Extracting and visualizing the decoder attention weights

zoulikha · July 14, 2017, 10:42am

Is there any way to extract and visualize the attention weights for a given parallel sentence in the seq2seq learning framework. As shown in the Figure below each pixel (gray density value between 0 and 1) represents the weight (i,j) of the source token having the index i and the target token having index j.

Bahdanau et al. 2015 “Neural machine translation by jointly learning to align and translate”
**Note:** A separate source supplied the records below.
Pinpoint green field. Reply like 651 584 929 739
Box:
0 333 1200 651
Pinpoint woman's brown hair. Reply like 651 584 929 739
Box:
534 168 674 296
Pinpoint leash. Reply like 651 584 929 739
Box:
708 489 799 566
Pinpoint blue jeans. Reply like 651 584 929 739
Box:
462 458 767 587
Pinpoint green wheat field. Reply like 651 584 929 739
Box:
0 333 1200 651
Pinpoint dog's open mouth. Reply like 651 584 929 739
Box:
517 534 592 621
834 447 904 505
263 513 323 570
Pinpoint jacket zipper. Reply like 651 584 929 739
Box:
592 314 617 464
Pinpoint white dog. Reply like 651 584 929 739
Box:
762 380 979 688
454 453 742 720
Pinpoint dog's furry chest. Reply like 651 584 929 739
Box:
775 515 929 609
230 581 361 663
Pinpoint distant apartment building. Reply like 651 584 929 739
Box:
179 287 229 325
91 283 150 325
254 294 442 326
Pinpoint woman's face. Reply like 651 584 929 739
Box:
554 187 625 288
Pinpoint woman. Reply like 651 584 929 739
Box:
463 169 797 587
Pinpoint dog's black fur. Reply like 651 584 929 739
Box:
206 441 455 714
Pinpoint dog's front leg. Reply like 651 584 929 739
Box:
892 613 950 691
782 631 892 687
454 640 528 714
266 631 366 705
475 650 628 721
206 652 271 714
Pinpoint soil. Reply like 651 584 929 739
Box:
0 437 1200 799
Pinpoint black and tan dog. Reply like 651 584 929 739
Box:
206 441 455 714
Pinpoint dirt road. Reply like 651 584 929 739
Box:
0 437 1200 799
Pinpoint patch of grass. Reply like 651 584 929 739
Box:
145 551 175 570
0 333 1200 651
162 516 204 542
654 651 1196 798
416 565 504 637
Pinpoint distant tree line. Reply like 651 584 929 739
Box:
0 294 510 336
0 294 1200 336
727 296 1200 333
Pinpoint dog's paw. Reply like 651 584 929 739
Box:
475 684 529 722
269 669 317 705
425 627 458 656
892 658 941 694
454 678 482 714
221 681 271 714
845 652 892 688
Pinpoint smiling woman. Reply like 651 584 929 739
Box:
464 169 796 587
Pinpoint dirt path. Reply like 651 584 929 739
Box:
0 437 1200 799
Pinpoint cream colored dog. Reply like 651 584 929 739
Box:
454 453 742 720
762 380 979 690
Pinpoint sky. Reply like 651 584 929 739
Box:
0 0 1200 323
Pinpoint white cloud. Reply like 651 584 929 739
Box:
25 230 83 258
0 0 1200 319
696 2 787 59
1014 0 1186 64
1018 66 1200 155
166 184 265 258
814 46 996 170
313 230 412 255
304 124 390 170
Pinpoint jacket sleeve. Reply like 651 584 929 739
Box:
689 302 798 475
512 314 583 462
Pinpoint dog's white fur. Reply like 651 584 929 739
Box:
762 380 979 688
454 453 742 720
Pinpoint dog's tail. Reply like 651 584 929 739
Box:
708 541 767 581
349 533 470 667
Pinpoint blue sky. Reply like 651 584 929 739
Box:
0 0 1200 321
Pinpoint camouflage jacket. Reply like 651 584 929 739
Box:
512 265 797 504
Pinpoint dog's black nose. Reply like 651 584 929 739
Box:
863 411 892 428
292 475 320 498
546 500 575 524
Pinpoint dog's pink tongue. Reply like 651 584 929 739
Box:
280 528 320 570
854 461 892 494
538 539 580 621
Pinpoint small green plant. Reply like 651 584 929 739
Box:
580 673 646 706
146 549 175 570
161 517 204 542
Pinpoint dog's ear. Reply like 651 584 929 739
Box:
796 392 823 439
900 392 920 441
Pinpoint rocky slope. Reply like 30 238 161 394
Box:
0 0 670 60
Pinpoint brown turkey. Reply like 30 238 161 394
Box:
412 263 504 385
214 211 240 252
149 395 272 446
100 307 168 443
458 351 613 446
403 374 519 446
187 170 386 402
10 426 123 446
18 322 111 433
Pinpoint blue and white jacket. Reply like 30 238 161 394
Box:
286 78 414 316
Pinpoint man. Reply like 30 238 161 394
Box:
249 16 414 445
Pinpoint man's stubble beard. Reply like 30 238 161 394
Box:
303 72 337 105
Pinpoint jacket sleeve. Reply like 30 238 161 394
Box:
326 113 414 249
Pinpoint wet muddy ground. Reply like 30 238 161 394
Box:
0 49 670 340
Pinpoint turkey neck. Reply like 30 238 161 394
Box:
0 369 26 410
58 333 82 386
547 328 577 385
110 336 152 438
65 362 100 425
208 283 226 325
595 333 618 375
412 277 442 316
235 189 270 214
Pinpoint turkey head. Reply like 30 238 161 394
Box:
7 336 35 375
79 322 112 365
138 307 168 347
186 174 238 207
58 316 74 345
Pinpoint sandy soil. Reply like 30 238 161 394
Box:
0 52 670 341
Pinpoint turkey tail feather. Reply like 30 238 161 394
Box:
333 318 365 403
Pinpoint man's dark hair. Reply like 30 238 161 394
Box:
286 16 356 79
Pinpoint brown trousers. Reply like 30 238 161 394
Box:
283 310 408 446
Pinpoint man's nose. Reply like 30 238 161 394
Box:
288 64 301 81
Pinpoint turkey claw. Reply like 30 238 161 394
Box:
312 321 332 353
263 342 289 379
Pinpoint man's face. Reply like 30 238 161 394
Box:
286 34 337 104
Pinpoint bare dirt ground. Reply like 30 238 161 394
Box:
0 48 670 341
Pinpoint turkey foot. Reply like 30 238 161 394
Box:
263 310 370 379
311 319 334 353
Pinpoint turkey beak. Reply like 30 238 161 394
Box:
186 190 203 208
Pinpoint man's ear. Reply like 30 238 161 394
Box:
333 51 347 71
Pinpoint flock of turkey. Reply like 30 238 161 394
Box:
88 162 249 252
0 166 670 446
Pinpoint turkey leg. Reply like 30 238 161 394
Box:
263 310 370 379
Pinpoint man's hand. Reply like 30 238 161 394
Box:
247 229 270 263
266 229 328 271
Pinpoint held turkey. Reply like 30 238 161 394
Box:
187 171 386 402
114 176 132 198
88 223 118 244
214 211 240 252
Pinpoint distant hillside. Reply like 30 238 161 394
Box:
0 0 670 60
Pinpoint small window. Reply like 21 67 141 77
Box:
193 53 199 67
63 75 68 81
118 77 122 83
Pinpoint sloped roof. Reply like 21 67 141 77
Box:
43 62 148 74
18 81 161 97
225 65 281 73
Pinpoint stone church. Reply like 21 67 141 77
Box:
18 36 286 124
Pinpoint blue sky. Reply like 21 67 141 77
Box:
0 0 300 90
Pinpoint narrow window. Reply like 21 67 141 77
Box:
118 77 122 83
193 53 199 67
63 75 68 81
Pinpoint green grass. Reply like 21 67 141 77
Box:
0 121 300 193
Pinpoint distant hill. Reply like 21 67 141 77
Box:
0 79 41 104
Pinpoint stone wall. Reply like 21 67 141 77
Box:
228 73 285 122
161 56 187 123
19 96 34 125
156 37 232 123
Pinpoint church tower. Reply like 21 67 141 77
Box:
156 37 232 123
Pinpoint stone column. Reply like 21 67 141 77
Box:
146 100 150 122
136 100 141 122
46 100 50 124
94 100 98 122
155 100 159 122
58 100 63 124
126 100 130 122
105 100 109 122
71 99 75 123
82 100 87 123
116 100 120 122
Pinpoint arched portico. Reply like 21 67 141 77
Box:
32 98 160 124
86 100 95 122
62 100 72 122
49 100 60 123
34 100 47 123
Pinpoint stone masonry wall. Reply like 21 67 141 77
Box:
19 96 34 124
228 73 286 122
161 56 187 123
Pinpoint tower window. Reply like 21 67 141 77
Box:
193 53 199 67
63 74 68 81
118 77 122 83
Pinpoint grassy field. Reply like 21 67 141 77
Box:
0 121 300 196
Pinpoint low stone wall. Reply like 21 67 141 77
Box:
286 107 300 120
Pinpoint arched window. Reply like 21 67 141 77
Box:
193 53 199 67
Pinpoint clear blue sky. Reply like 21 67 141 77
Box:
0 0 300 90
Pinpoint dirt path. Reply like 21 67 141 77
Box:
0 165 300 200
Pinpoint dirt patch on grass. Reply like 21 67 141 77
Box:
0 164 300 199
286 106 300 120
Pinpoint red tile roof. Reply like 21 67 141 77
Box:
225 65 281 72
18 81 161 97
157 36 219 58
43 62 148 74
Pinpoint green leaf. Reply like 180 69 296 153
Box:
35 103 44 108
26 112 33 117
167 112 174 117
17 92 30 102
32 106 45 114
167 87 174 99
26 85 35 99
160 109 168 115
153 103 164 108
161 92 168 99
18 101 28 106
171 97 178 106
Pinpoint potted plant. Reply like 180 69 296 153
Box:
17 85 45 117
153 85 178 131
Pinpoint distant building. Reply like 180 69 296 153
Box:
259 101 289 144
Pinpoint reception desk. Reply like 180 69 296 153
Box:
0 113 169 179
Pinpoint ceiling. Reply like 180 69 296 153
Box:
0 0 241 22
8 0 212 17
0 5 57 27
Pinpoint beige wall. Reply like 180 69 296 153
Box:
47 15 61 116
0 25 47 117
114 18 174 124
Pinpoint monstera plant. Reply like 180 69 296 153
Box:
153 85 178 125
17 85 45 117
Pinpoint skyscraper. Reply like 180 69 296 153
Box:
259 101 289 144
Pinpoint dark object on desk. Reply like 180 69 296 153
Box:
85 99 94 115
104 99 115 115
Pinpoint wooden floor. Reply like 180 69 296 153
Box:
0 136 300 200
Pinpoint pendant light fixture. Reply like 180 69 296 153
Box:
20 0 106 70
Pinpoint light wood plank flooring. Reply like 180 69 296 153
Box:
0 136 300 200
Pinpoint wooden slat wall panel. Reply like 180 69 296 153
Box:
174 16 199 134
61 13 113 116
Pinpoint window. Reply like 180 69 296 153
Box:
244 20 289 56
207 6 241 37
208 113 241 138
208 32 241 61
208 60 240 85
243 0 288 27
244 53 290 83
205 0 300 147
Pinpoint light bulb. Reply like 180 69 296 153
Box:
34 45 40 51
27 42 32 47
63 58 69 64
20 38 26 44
jean.senellart · July 14, 2017, 3:02pm

If you are using translate.lua - the attention vector for each sentence is in the variable results[b].preds[n].attention (b being the id in the batch, and n id in the n-best list). It is a T x S tensor - where S is the source sentence length, and T the length of this specific translation.

lucien0410 · January 30, 2018, 9:40pm

I think this is what you’re looking for:
NMT Attention Alignment Visualizations

You may run translate.lua to translate with the -save_attention parameter to save attentions to a file.

The visualization program above takes the attention file as an input, and then it nicely prints out the visualization of word alignments with weights for you.

anderleich · October 3, 2018, 7:46am

Hi,
I was wondering what the values obtained by saving the attention mean. I’ve used the -save_attention parameter to save the values to a file. What I obtained is something like this:

1 ||| source sentence ||| score ||| target sentence tokenized ||| number number
Matrix like numbers

What does the score mean?
What do the last two numbers mean?
…

Thank you in advance

guillaumekln · October 3, 2018, 5:06pm

Hi,

score: the cumulated log likelihood of the sentence.
two numbers: source length and target length

github.com

OpenNMT/OpenNMT/blob/master/translate.lua#L283-L285


attFile:write(string.format('%d ||| %s ||| %f ||| %s ||| %d %d\n',
                            sentId, sentence, score, source,
                            sourceLength, targetLength))